Il en exploite donc l’essentiel des possibilitĂ©s. Ce qui nous donne un process nettement plus Ă©voluĂ© :

  1. Je réfléchis au réseau idéal que je devrais avoir sur LinkedIn, je liste donc mes priorités entreprises, métiers, zones géographiques


  2. Je dĂ©veloppe mon rĂ©seau de maniĂšre proactive ; évidemment mes clients, mais Ă©galements mes gisements de prospects. Je reste nĂ©anmoins encore timide et tends Ă  ne connecter que les gens que je connais vraiment (ex : les prospects rencontrĂ©s dans le cadre d’actions de rĂ©seautage). Forte prioritĂ© est donnĂ©e Ă  la QualitĂ© Vs la QuantitĂ©

  3. De maniĂšre rĂ©guliĂšre j’envoie des invitations ciblĂ©es et personnalisĂ©es, mon taux d’acceptation est mesurĂ© et plutĂŽt bon

  4. Les prospects qui acceptent mon invitation ? Je les appelle !!

  5. J’utilise la messagerie pour envoyer des infos  produits et/ou sur des Ă©vĂšnements de maniĂšre rĂ©guliĂšre (Ă  l’époque LinkedIn permet encore les envois collectifs par paquets en copie cachĂ©e)

  6. Je veille Ă  liker rĂ©guliĂšrement les posts de mes clients, j’ y arrive grĂące Ă  mon smartphone, qui dĂ©sormais ne me quitte plus !

Enfin, les commercieux des Temps Modernes, nos contemporains !

Ceux-lĂ  font du Social Selling complet et mature. C’est Ă  dire- vous allez voir les diffĂ©rences sont notables  :

  1. Je rĂ©flĂ©chis au rĂ©seau idĂ©al que je devrais avoir sur LinkedIn, je liste donc mes prioritĂ©s entreprises, mĂ©tiers, niveau hiĂ©rarchique, zones gĂ©ographiques


  2. MAIS je raisonne aussi plus largement en termes d’écosystĂšme business, ou de “terreau commercial”, donc mon rĂ©seau ce n’est pas que des clients et prospects, c’est aussi tous ceux qui gravitent autour : Prescripteurs, influenceurs, Ă©quipes de travail ou projets, liens faibles
 Je sais en termes de rĂ©seau conjuguer QualitĂ© et QuantitĂ©. Je vise d’ailleurs les milliers de relations

  3. C’est avec une trĂšs grande rĂ©gularitĂ© et rigueur que j’envoie des invitations, je suis dans une logique de colonisation ou de noyautage ; je dĂ©veloppe mon "taux de connexion" dans les bons Ă©cosystĂšmes !

  4. Les prospects qui acceptent mon invitation, je ne les appelle pas tout de suite. Non, Ă  la place je cherche Ă  gĂ©nĂ©rer avec eux, autour d’eux, des Ă©changes Ă  valeur ajoutĂ©e propres me donner une posture de sachant. Je suis organisĂ© et outillĂ© pour que la dĂ©marche fonctionne, mon plan d’action commercial a son pendant sur LinkedIn.

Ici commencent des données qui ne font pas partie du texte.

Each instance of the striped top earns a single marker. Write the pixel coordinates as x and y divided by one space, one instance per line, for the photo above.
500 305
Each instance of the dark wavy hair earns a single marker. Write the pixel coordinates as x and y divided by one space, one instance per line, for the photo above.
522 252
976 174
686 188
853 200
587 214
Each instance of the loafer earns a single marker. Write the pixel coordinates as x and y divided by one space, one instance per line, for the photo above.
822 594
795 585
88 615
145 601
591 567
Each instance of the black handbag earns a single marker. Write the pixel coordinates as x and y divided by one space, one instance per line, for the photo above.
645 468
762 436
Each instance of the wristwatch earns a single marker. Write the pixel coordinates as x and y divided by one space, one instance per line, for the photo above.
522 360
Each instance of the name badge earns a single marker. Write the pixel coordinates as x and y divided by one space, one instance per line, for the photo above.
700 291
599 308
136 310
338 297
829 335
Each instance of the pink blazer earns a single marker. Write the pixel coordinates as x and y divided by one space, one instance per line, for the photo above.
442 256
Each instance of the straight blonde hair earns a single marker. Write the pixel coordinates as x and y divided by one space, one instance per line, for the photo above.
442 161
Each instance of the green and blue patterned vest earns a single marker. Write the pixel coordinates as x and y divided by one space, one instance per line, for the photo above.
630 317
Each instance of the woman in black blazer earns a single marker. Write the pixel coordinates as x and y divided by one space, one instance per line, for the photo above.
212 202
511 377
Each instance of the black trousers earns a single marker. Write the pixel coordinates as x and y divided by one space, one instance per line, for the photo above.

  5. J’utilise la fonction articles dans Linkedin. Soit j’écris soit je fais en sorte que le Marcomm, dans mon entreprise, m’alimente en contenu adaptĂ©

  6. Je sais mĂȘme faire de la curation de contenu, wow. Donc ce que je publie sur LinkedIn est choisi selon la ligne Ă©ditoriale de la boĂźte

  7. De toute façon je suis sur Linkedin TOUS les jours, et l’éventail de ce que j’y fais est large. 50% depuis mon smartphone qui est dĂ©sormais un outil de travail absolument indispensable

Maintenant, pour terminer, la révélation qui tue, attention ça va piquer :

Les Social Sellers ArchaĂŻques, existent ENCORE.

C’est mĂȘme l’essentiel de ce que l’on trouve sur LinkedIn. Les commerciaux des Temps Modernes ? Peut-ĂȘtre 5 Ă  10% des commerciaux sur LinkedIn


Votre avis sur la question ?

Et les commerciaux dans VOTRE entreprise ?  
Archaïques ? De l’Âge du Bronze ? Du Fer ? Des Temps Modernes ??